All MPI-2 implementations provide the mpirun command. For MVAPICH2, mpirun will figure out the Grid Engine environment:

# Job script snippet - MVAPICH2
mpirun ./myprogram

Or, you may specify it explicitly:

# Job script snippet - MVAPICH2
mpirun -rmk sge ./myprogram

For OpenMPI, using the proteus-openmpi/* modules, integration with SGE means you can just do:

# Job script snippet - OpenMPI
$MPIRUN ./myprogram

OpenMPI's mpirun is aware of the Grid Engine environment, and knows about $NSLOTS.

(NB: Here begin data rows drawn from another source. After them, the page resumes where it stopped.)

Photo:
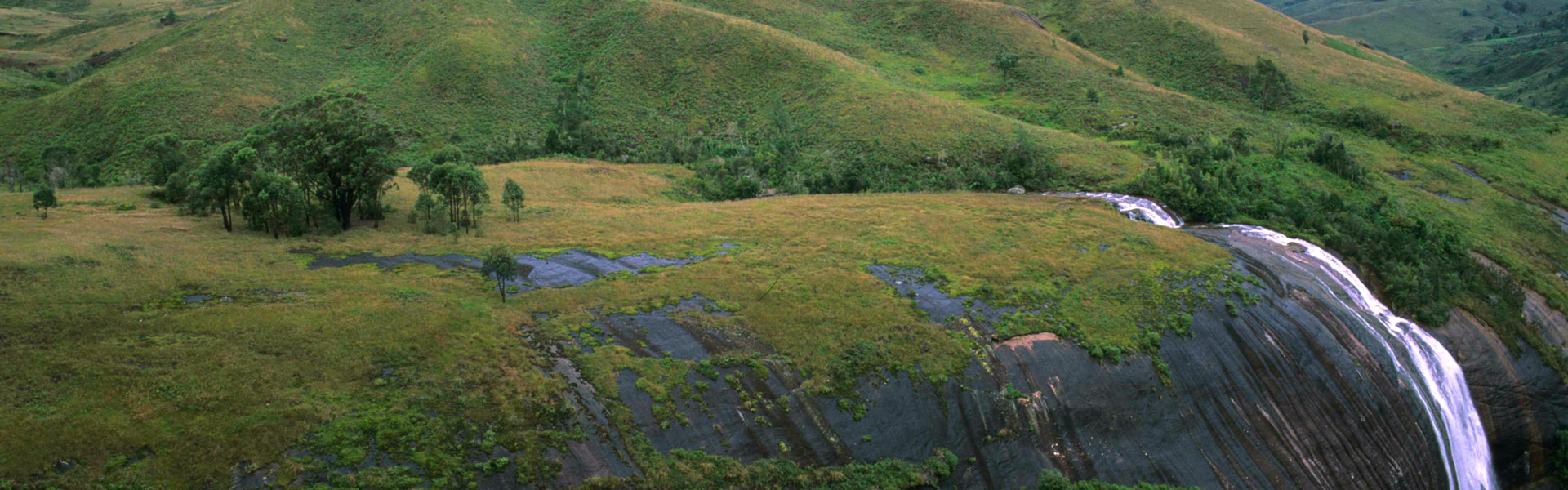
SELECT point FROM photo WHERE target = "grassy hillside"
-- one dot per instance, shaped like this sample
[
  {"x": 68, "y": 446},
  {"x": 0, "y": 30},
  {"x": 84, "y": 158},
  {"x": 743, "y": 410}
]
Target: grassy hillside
[
  {"x": 1214, "y": 105},
  {"x": 850, "y": 96},
  {"x": 105, "y": 349},
  {"x": 1515, "y": 51}
]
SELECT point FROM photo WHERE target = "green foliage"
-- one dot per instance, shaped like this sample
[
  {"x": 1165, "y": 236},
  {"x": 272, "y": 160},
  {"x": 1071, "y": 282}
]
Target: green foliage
[
  {"x": 1005, "y": 63},
  {"x": 1267, "y": 85},
  {"x": 165, "y": 156},
  {"x": 1559, "y": 464},
  {"x": 336, "y": 148},
  {"x": 502, "y": 265},
  {"x": 569, "y": 122},
  {"x": 1330, "y": 153},
  {"x": 218, "y": 184},
  {"x": 274, "y": 204},
  {"x": 1175, "y": 54},
  {"x": 460, "y": 185},
  {"x": 1423, "y": 265},
  {"x": 44, "y": 198},
  {"x": 513, "y": 198}
]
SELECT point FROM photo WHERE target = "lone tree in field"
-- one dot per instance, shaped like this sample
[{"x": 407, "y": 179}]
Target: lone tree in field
[
  {"x": 220, "y": 183},
  {"x": 501, "y": 265},
  {"x": 334, "y": 146},
  {"x": 511, "y": 197},
  {"x": 44, "y": 198}
]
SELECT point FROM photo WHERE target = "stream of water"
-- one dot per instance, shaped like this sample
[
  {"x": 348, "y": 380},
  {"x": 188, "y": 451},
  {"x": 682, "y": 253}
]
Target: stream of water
[{"x": 1424, "y": 363}]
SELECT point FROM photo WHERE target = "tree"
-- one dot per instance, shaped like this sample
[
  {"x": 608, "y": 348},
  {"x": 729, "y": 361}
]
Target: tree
[
  {"x": 1330, "y": 151},
  {"x": 571, "y": 132},
  {"x": 461, "y": 189},
  {"x": 501, "y": 265},
  {"x": 274, "y": 204},
  {"x": 334, "y": 146},
  {"x": 11, "y": 173},
  {"x": 220, "y": 183},
  {"x": 44, "y": 198},
  {"x": 511, "y": 197},
  {"x": 165, "y": 156}
]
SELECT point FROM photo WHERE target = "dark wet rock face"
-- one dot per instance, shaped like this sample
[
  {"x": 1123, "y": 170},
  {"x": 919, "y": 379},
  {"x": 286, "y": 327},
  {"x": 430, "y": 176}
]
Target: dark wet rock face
[
  {"x": 1520, "y": 399},
  {"x": 571, "y": 267},
  {"x": 1290, "y": 393},
  {"x": 1285, "y": 394},
  {"x": 1281, "y": 396},
  {"x": 1471, "y": 173}
]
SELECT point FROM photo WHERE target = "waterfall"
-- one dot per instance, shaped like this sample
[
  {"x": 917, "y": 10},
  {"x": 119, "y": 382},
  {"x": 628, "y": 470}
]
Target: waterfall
[{"x": 1419, "y": 359}]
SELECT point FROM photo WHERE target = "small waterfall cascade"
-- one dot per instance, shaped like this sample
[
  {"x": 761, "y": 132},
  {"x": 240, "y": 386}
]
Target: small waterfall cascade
[{"x": 1419, "y": 359}]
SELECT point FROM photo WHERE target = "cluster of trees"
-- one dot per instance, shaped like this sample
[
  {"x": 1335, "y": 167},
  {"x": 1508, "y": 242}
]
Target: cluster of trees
[
  {"x": 452, "y": 192},
  {"x": 1423, "y": 265},
  {"x": 311, "y": 163}
]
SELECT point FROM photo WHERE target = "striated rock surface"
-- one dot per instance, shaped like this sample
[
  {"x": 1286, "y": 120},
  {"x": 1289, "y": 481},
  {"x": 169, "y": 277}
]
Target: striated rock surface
[{"x": 1521, "y": 401}]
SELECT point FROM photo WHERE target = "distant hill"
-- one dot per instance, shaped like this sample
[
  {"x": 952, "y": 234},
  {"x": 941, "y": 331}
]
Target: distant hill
[
  {"x": 862, "y": 96},
  {"x": 1515, "y": 49}
]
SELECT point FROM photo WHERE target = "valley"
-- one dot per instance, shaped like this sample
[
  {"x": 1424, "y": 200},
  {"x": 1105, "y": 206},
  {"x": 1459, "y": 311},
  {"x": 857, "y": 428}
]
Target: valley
[{"x": 778, "y": 244}]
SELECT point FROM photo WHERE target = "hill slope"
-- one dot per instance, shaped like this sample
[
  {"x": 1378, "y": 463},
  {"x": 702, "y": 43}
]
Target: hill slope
[
  {"x": 1513, "y": 51},
  {"x": 849, "y": 96},
  {"x": 1214, "y": 105}
]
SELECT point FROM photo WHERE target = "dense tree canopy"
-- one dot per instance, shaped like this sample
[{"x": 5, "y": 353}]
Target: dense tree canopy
[
  {"x": 334, "y": 146},
  {"x": 44, "y": 198}
]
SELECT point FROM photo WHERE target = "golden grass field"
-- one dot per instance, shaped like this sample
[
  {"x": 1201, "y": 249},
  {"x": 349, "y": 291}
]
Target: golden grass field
[{"x": 99, "y": 357}]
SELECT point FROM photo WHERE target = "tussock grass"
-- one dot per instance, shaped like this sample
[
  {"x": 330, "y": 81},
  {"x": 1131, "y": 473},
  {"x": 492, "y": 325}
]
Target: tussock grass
[{"x": 98, "y": 345}]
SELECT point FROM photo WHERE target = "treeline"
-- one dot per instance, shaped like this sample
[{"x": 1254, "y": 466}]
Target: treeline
[
  {"x": 317, "y": 163},
  {"x": 778, "y": 156},
  {"x": 1423, "y": 265}
]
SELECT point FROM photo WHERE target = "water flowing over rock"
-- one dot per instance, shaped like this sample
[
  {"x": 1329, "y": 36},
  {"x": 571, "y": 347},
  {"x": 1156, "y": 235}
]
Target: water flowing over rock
[{"x": 1416, "y": 357}]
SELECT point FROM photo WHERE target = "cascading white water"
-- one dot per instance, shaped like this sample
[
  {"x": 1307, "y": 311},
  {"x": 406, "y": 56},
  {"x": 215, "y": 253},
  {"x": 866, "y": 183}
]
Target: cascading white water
[{"x": 1429, "y": 368}]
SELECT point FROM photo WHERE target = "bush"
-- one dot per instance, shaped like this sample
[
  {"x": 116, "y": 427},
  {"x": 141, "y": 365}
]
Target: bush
[
  {"x": 720, "y": 180},
  {"x": 1330, "y": 153},
  {"x": 1267, "y": 85},
  {"x": 1424, "y": 265}
]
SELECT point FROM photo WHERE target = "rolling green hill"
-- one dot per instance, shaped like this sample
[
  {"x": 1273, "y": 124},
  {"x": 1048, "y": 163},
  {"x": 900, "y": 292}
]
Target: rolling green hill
[
  {"x": 845, "y": 96},
  {"x": 1513, "y": 51},
  {"x": 1215, "y": 107}
]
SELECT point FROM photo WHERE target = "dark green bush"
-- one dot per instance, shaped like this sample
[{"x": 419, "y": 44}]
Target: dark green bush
[{"x": 1332, "y": 153}]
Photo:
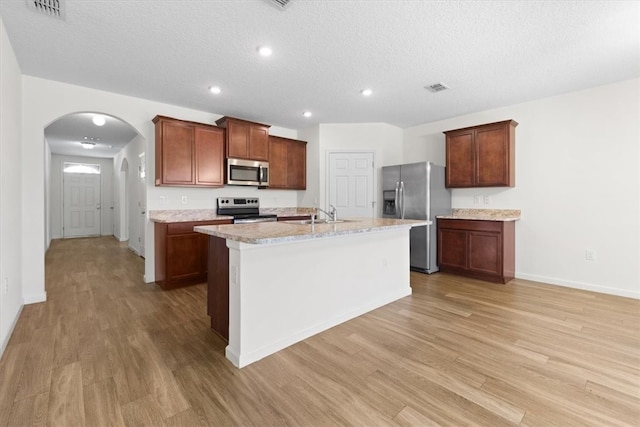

Intel MPI integration with Grid Engine is done via the appropriate Parallel Environment. N.B. this may or may not work well -- the integration method is not well-documented by either Intel or Univa:

#$ -pe intelmpi 24
...
$MPIRUN ./myprog

References

[1] Proteus Hardware and Software

[2] Environment Modules Quick Start Guide

[3] Intel Composer XE website

[4] AMD x86 Open64 Compiler Suite website

[5] AMD Developer Central: Building with ACML

[6] Message Passing Interface

[7] MVAPICH2 official website

[8]

[9] OpenMPI online documentation

[10] Intel MPI official website

[11] OpenMPI FAQ -- Running jobs under SGE

[12] Online MPI Tutorial (also available as a Kindle eBook), Kendall

[13] Using MPI: Portable Parallel Programming with the Message-Passing Interface, Gropp et al.